Ve uyarıyor yine Bilge Lider Devlet Bahçeli:

 “Hâlâ FETÖ'nün kripto damarının siyaset, bürokrasi, eğitim, ekonomi, medya ve diğer alanlarda dip dalga hâlinde faaliyet içinde olduğunu bilmeyen, duymayan, görmeyen kalmadı. Bizim nezdimizde PKK neyse FETÖ odur.”

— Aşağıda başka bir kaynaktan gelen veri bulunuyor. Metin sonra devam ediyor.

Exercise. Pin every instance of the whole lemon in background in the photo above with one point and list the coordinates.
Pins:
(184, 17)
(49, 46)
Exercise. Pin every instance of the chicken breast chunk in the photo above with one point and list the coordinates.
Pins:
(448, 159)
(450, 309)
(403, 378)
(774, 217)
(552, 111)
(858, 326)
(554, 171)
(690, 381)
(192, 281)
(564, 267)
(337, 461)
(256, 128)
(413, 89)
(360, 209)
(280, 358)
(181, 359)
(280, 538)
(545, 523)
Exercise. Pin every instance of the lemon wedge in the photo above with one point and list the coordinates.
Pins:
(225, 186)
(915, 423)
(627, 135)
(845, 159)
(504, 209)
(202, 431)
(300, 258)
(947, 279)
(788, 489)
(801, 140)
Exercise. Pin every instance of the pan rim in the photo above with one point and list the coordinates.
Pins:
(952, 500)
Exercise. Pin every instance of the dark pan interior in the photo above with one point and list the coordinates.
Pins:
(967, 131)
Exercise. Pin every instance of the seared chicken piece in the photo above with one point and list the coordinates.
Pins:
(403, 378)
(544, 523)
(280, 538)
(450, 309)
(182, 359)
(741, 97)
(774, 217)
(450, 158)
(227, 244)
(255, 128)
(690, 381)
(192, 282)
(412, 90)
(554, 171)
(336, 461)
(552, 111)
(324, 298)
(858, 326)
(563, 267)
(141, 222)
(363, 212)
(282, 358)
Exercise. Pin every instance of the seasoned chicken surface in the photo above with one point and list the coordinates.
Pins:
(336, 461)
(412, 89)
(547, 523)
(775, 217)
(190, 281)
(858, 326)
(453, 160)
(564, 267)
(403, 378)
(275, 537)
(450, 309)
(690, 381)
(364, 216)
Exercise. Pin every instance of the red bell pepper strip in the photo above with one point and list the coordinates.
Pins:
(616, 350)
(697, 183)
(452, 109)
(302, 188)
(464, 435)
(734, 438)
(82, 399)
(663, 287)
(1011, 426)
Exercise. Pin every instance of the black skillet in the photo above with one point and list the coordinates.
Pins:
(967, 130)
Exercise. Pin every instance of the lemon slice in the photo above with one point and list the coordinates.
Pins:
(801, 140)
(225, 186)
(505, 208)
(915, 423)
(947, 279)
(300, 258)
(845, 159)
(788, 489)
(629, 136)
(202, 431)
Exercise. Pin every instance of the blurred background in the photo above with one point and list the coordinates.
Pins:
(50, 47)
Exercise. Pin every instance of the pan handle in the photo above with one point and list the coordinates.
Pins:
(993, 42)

Ve o bunları söyledikten bir hafta sonra, İstanbul Cumhuriyet Başsavcılığı Terör ve Örgütlü Suçlar Soruşturma Bürosu’nca hazırlanan ‘FETÖ’nün güncel öğrenci yapılanması’ açıklandı… Açıklamaya göre, eli kanlı örgütünün hâlâ aktif olan evleri, yapılanmaları ve para ağı tek tek ifade edildi. Bu açıklamada en mühimi de itirafçıların dile getirdiği göz bebeğimiz olan “Milli Savunma Üniversitesi” üzerine FETÖ’nün ihanet planlarıydı.

Başkaları ne yapar bilmem. Ama bizler liderimizin gösterdiği hedefe kilitlenmiş durumdayız!

Ve yine onun sözleriyle;

“Muzaffer bir millete hezimet yaşatmaya hiçbir melunun nefesi yetmeyecektir. Türkiye Cumhuriyeti her musibeti def edecek kararlılık, yeterlilik ve kuvvettedir. 15 Temmuz 2016’da, Gazi Meclise bomba atacak kadar gözü dönen şerefsizler, Türk Silahlı Kuvvetlerinin bir parçası, bir üyesi ahlaken ve esasen asla olamayacaklardır.”

Milliyetçi-Ülkücü Hareket’in şerefli mensuplarını kendinize hasım bellediğinizde, sadece ve sadece hesap gününü beklemelisiniz!

Kalabalıkta efelik yapanın, tenhada özrü olmaz!

Kurt kışı geçirir de yediği ayazı unutmaz!